Implikasi Filsafat Positivisme di Dunia Pendidikan
Para
ilmuwan dalam bidang eksakta (kimia, fisika, biologi dan sebagainya) cenderung
menggunakan posisi ontologi, yang memandang dunia secara obyektif. Sehingga epistimologi untuk memperoleh
kebenaran adalah menggunakan metode
obyektif dengan hasil yang dapat digeneralisasikan. Sedangkan para ilmuwan di bidang non-eksakta (Pendidikan
agama, kewarganegaraan, ilmu pengetahuan sosial, dan sebagainya) mengikuti
pemikiran para ilmuwan bidang eksakta. Hal ini dikarenakan pendapat
para ilmuwan eksakta
telah mengakar dan sangat popular.
Hal yang seperti itulah yang pada
akhirnya membawa implikasi yang kurang baik terhadap
pendidikan di Indonesia. Aliran positivisme telah menjadikan ilmu pengetahuan lain
seperti ilmu pengetahuan sosial menjadi ilmu pengetahuan yang dinomor duakan
bahkan sering dipandang sebelah mata. Sekarang dapat kita lihat, institusi pendidikan
pun melakukan hal yang sama. Seorang siswa akan bebas memilih jurusan apapun di
perguruan tinggi apabila ia berlatar belakang pendidikan sains,
sebaliknya bagi mereka yang berlatar
belakang ilmu-ilmu sosial tidak dapat memilih jurusan
diluar latar belakang keilmuannya. Para ilmuwan sosial yang peduli, seyogyanya
berbeda dengan mereka yang ada dalam posisi logical
positivism, yaitu dengan mengambil posisi ontologi hermeneutik (hermeneutics) atau fenomenologi (phenomenology) dengan titik tolak bahwa dunia itu bersifat
subyektif, dan karena itu diperlukan usaha epistemology dengan menafsirkan dunia
yang subyektif tersebut.
Menurut
penganut aliran ini, dunia tidak terorganisasikan secara obyektif sesuai dengan prakonsepsi
sebagian orang. Jika dikaitkan dengan pendidikan maka salah satu tujuan pendidikan bangsa
Indonesia yaitu membentuk manusia seutuhnya, dan yang dimaksud dengan manusia
yang utuh adalah tidak hanya cerdas dari segi kognitif saja melainkan juga
cerdas secara emosi dan cerdas spiritual. Manusia yang diharapkan dalam sistem pendidikan Indonesia
ialah yang mampu berolah pikir, berolah raga, dan berolah rasa.

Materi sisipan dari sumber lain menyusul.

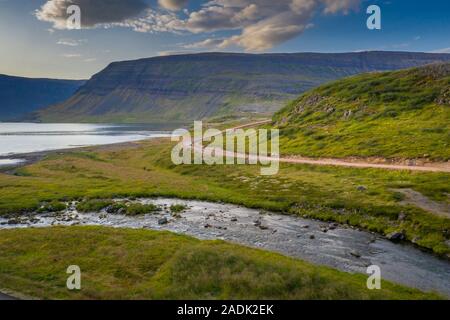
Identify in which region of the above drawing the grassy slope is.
[274,64,450,160]
[0,140,450,254]
[0,227,438,299]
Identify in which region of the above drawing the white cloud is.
[62,53,81,59]
[35,0,148,29]
[430,48,450,53]
[57,38,87,47]
[36,0,362,51]
[158,0,188,11]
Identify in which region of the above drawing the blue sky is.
[0,0,450,79]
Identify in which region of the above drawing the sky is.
[0,0,450,79]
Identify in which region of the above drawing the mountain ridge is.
[34,51,450,123]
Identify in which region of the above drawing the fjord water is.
[0,123,174,158]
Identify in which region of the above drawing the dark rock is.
[387,231,406,241]
[8,219,20,225]
[328,223,339,230]
[158,218,169,226]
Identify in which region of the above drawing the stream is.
[0,199,450,297]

Jika dikaji lebih lanjut aliran Filsafat
Positivisme mengarahkan agar pendidikan ini berkembang menuju kepada hal yang baik, baik dari segi intelektual dan memiliki daya
analisis dari sesuatu. Contoh ketika dalam sebuah
materi pelajaran menjelaskan terjadinya hujan maka akan menuntut siswa untuk
berpikir kenapa hujan itu terjadi?.
Siswa mampu mengembangkan pikirannya, mereka sampai pada pemikiran pasti ada sebab atau bukti kenapa hujan itu terjadi, sehingga dari
hal ini akan mewujudkan generasi kritis-kreatif.
BAB
III
PENUTUP
A.
Kesimpulan
Pada
hakikatnya Positivisme adalah salah satu aliran filsafat
modern yang berpangkal dari fakta yang positif, menekankan hal-hal yang berfokus kepada
data yang empiris dan menolak
metafisik serta ilmu ghaib. Suatu ilmu harus
disesuaikan dengan fakta yang sebenar-benarnya terjadi dalam kehidupan.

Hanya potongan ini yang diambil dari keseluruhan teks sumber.